Carlo Acutis, que l’Église a béatifié le 10 octobre, aime se faire connaître ainsi, presque toujours à travers internet. C’était une de ses grandes passions. Il allait acheter des livres d’informatique à la librairie de l’École Polytechnique de Milan et mit trois ans pour créer une exposition, téléchargeable gratuitement en ligne, composée de 160 panneaux de textes et d’illustrations sur les miracles eucharistiques. Il ne supportait pas qu’il puisse y avoir des personnes qui ne savaient pas que Jésus est vraiment vivant dans le Pain eucharistique, d’autant plus qu’à de nombreuses reprises dans l’histoire, celui-ci s’est transformé en chair.

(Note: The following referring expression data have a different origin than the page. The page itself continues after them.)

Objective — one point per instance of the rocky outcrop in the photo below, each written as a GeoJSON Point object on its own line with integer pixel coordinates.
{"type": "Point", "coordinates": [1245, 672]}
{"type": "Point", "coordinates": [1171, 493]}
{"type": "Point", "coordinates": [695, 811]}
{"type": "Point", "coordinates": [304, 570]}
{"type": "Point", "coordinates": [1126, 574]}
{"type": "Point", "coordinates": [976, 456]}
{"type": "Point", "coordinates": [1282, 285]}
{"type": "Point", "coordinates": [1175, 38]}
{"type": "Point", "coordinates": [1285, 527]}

Que son fils fut spécial, sa maman Antonia l’avait compris depuis qu’il était petit, sans doute déjà vers 4-5 ans, quand il voulait toujours entrer dans l’église pour saluer Jésus, ou à peine plus grand, quand il avait demandé avec insistance de pouvoir faire sa première communion pour "manger Jésus". Et avec Jésus, Carlo avait un rapport particulier, si la messe, l’adoration eucharistique et le chapelet étaient un rendez-vous quotidien auquel il ne renonçait pas : « La Messe continuait pendant le reste de la journée », raconte sa maman : « Il sentait profondément que Dieu était proche, il cherchait donc à agir de manière à de ne pas déplaire au Seigneur. Il sentait de manière forte qu’il y a quelqu’un qui nous regarde tout le temps ». Et que l’on peut rencontrer vivant, aujourd’hui dans l’église en bas de la maison, plus facilement qu’il y a deux mille ans.

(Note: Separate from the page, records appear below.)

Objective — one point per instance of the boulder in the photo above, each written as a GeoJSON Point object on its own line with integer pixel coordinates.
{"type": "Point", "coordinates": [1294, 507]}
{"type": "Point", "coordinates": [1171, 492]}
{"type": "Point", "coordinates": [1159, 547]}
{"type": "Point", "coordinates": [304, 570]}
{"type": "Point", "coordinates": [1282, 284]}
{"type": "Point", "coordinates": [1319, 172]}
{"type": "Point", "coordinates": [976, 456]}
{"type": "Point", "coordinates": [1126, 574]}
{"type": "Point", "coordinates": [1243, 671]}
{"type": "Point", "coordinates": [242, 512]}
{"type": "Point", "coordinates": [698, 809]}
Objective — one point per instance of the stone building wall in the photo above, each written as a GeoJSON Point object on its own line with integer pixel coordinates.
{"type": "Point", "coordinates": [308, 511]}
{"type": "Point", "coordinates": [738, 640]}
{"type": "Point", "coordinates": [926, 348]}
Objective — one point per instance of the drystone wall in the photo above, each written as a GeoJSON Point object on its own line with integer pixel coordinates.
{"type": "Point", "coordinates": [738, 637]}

Antonia se souvient bien de la stupeur et en même temps de l’émotion aux funérailles de son fils, emporté en quelques jours par une leucémie foudroyante, en octobre 2006, à 15 ans : « L’église était pleine de monde. Mais je n’avais jamais vu la plupart des gens. Combien d’étrangers, de pauvres, de SDF. Pourtant nous vivions dans le centre de Milan ». Carlo s’arrêtait souvent pour saluer et bavarder avec les portiers de ces établissements de luxe, des personnes pour la plupart loin de leur patrie. « Le jour suivant les funérailles», se rappelle sa maman Antonia, « ils m’ont remis une lettre. C’était la poésie d’un garçon du Sri Lanka, assistant du sacristain à Santa Maria Segreta. Je restai stupéfaite de la profondeur, de la beauté de la poésie, cela donnait l’impression qu’ils étaient de grands amis. "Mais vous parliez avec Carlo ?" lui demandai-je. "Jamais, mais il me saluait toujours avec un sourire". Il l’avait tellement touché au cœur que dans la poésie, il le décrivait comme "l’étoile la plus belle du ciel" ». Ce genre de témoignages, Antonia en a recueilli des milliers, ces dernières années : « Conversions, miracles physiques, il y en a eu beaucoup. Dès le début », y compris celui qu’elle-même dit avoir reçu de Carlo : deux jumeaux qu’elle a eus à un âge avancé et dans des conditions physiques pas vraiment optimales.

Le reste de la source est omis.